Ева снова села на свой пуфик и прикрыла лоб ладонью, будто пытаясь выдержать все напряжение. Она сама не могла разобраться во всем потоке тех мыслей, что были сейчас в ней и около нее. Кто говорит сейчас в ней?

Боб вовсе был в замешательстве. Его голова была готова взорваться от столь немыслимых открытий за последние 10 минут его жизни. Ему невероятно хотелось обнять Натаниэля после всего произошедшего. Жаль, что теперь он вовсе не был похож на того 13-ти летнего парня, которого он помнил. Ева Адамс не подпускала к себе Боба ни на шаг.
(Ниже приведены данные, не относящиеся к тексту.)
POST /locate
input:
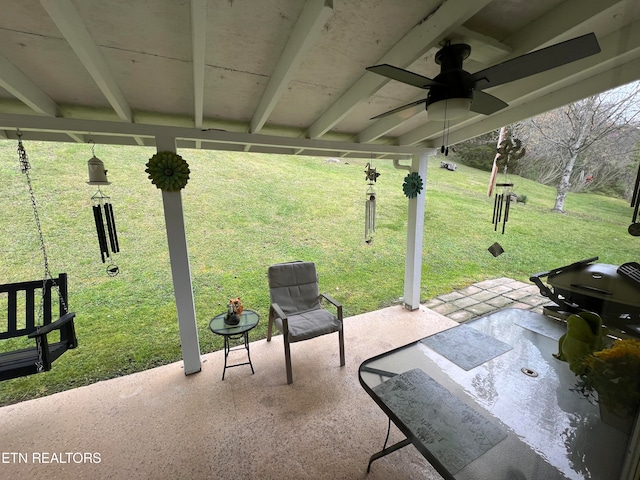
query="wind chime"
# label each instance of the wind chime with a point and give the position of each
(507, 150)
(634, 228)
(370, 204)
(103, 213)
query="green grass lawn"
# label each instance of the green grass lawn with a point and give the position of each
(244, 212)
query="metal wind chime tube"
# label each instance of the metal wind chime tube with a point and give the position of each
(370, 204)
(103, 214)
(501, 205)
(508, 149)
(634, 228)
(370, 215)
(102, 203)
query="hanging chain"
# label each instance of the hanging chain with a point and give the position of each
(24, 168)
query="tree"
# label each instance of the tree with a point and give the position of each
(567, 146)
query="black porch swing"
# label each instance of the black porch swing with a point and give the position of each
(33, 319)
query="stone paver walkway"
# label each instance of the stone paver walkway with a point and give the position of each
(487, 296)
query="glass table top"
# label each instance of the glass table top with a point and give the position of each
(248, 320)
(487, 400)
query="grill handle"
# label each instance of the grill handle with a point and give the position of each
(589, 288)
Единственное, что до сих пор говорило Бобу о том, что перед ним Натаниэль, так это его черные бездонные глаза, огромные как космос. Больше ни у кого не было таких глаз. Задумчивых и инфантильных одновременно.

- Она любила тебя, Натаниэль! – пытаясь заглянуть в эти глаза, молвил Боб.

- Что? – подняла голову Ева.

- Синди любила тебя. И пусть все говорят, что угодно. Я лучше знаю. Я был с ней рядом и всегда все знал.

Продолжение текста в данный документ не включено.